Kong is also working with disease tracking teams to integrate multimodal cameras into the UAVs, enabling them to monitor different species across various environments and lighting conditions.

These modular cameras can record in color, infrared, or in a combined color–infrared mode, where both channels operate simultaneously, and each mode supports different scientific objectives.

The color camera enables detailed monitoring of the social behavior of seals and birds, including the detection of anomalies and any indications of avian flu transmission across species. In parallel, Kong and his team are developing facial-recognition algorithms to identify individual seals and track their interactions — both with one another and with birds.

The infrared camera, which measures heat radiation, allows the team to track animals such as bats in low-light environments or even at night.

When used simultaneously, the cameras provide a richer picture of animal health and behavior: the color channel supports species identification and behavioral analysis, while the infrared channel helps detect thermal patterns that may indicate infection, stress, or other early markers of disease.

To further these monitoring efforts, Kong will also field test an automated sequential air-filtration system designed to collect airborne viral particles inside bat cave environments. This system, developed in collaboration with Simon Anthony, an associate professor of pathology, microbiology and immunology at the UC Davis School of Veterinary Medicine, uses a series of filters to collect multiple air samples over extended periods of time (up to 24 hours) without human intervention, enabling Anthony’s group to study viral recombination events between different bat species occupying different zones of a cave.

“By far the most exciting aspect of this center is seeing teams work together across these different disciplines to achieve what never would have been possible otherwise,” said NSF Center for Pandemic Insights Director Christine Johnson, a professor of epidemiology and ecosystem health in the UC Davis School of Veterinary Medicine.

Protecting the World of Tomorrow

As the project concludes its first year of seven total, Davis and Kong are on the cusp of implementing the tools they are designing, creating and troubleshooting in the lab out in the world.
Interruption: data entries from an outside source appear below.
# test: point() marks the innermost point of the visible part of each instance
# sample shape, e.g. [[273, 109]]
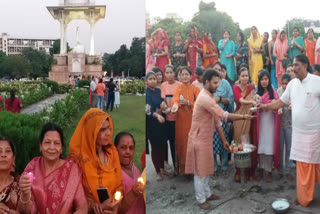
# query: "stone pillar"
[[92, 28], [65, 51], [62, 33]]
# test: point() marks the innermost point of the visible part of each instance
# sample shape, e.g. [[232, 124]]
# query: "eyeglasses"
[[184, 75]]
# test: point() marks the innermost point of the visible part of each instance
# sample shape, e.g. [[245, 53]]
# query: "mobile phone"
[[103, 194]]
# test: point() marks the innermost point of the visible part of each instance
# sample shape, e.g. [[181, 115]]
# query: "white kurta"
[[266, 133], [304, 97]]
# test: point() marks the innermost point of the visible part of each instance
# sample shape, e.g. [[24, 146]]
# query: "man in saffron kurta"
[[303, 93], [207, 116]]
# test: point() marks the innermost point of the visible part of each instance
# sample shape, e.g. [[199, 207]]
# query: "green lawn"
[[129, 117]]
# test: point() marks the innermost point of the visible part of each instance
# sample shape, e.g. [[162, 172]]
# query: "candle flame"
[[140, 180], [117, 196]]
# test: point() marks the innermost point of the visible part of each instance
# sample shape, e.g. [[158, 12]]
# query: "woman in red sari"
[[162, 44], [266, 130], [210, 51], [193, 49], [184, 97], [57, 183], [310, 44], [243, 97]]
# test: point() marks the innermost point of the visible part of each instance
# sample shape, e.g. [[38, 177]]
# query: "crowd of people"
[[101, 91], [200, 97], [51, 184], [12, 103]]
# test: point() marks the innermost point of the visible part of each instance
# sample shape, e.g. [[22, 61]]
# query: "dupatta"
[[242, 127], [316, 50], [58, 192], [82, 149], [211, 49], [276, 155]]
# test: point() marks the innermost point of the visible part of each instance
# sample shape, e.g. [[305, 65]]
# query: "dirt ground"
[[174, 196]]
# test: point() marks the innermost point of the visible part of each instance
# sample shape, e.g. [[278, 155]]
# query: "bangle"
[[24, 202]]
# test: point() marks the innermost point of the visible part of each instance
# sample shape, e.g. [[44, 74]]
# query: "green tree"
[[56, 47], [15, 66]]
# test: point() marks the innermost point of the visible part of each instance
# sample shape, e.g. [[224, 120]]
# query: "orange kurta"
[[307, 174], [183, 123], [206, 116], [310, 50]]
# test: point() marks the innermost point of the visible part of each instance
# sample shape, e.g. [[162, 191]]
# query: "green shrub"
[[133, 87], [82, 83], [64, 88], [52, 84]]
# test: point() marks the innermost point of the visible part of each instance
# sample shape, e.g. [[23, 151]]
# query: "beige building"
[[11, 45]]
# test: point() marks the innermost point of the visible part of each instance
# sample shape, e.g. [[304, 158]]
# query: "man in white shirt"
[[303, 93], [93, 86]]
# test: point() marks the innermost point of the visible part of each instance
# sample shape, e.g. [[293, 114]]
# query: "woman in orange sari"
[[193, 49], [280, 52], [184, 97], [310, 44], [92, 148], [243, 97], [210, 51]]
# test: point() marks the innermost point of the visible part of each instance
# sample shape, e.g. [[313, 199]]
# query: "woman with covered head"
[[92, 148], [133, 188], [295, 44], [56, 182], [193, 49], [255, 54], [210, 51], [162, 44], [280, 52], [227, 48]]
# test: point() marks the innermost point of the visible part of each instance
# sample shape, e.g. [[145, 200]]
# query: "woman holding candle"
[[92, 148], [184, 97], [11, 194], [57, 183], [133, 201]]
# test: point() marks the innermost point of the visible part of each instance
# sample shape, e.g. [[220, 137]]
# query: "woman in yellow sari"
[[255, 54], [92, 148]]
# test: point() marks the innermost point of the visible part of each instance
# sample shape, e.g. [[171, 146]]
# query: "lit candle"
[[141, 180], [117, 196], [30, 174]]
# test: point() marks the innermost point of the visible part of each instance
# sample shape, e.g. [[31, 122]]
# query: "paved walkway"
[[37, 107]]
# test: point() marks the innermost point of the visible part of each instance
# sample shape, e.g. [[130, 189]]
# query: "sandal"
[[213, 197], [205, 206], [289, 177], [269, 177]]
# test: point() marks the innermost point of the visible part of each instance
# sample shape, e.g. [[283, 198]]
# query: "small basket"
[[242, 160]]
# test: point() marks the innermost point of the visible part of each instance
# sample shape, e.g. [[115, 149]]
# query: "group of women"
[[169, 112], [51, 184], [258, 52], [12, 103]]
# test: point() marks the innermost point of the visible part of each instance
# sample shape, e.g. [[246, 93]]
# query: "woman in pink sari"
[[150, 61], [57, 183], [267, 130], [193, 49], [280, 52], [162, 44], [133, 189], [317, 50]]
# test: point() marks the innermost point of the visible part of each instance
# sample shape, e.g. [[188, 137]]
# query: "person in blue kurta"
[[227, 48], [295, 44], [225, 99]]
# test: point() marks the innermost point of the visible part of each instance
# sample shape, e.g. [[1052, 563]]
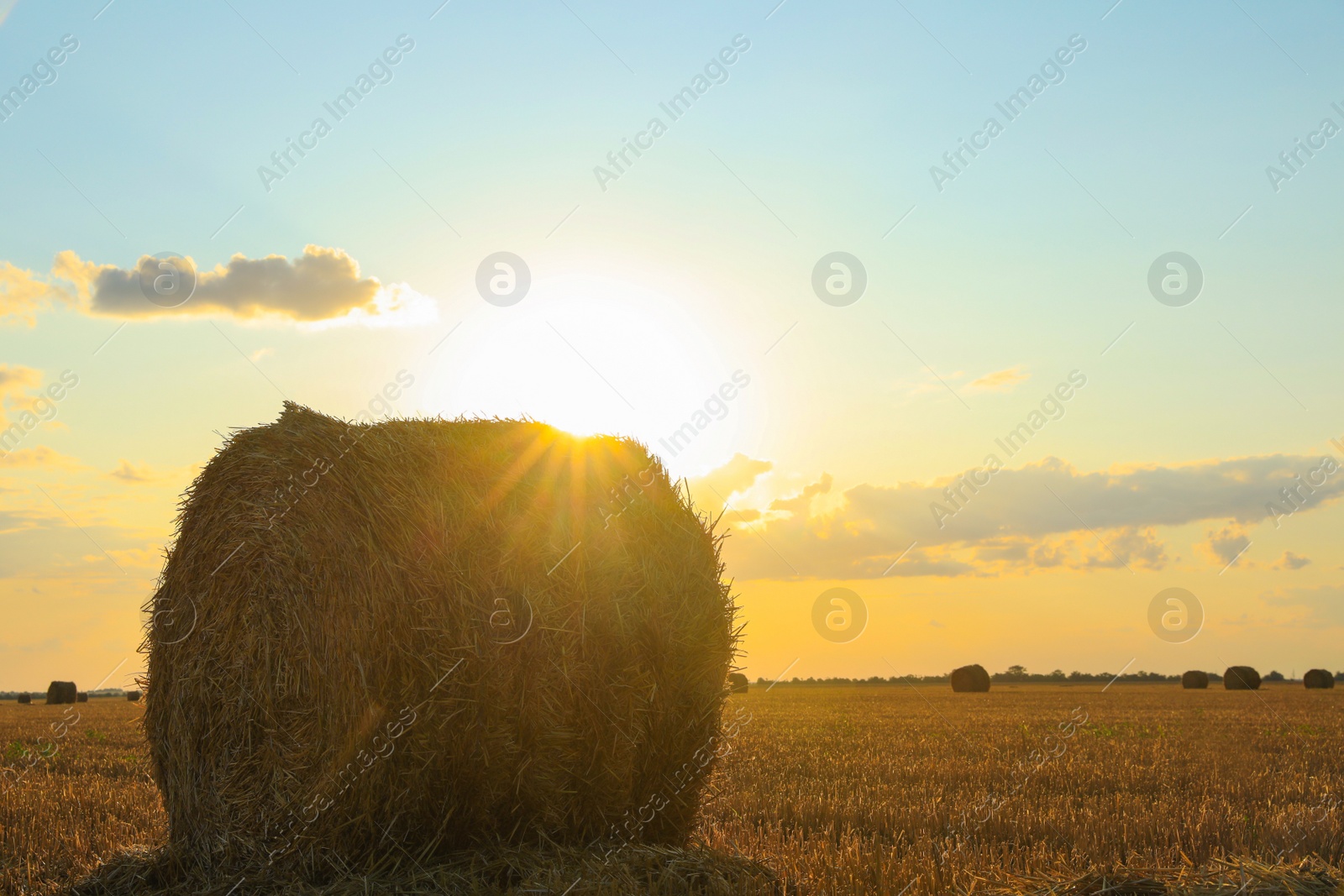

They are taking the first few steps so that other scientists can use the tools they are creating to gain better and more informed insights.

“It’s so clear that engineering efforts are needed to create these new technologies to give us remote access into what is going on, into our environment around us, both for animal health and human health.” — McCartney

And one day, in the not-so-distant future, these technologies might be what save the world from another viral catastrophe on a global scale.

“The COVID-19 pandemic was such a horrible experience,” Kong said. “If we understand how these things emerge, we can maybe not completely prevent but reduce the chance of another COVID.”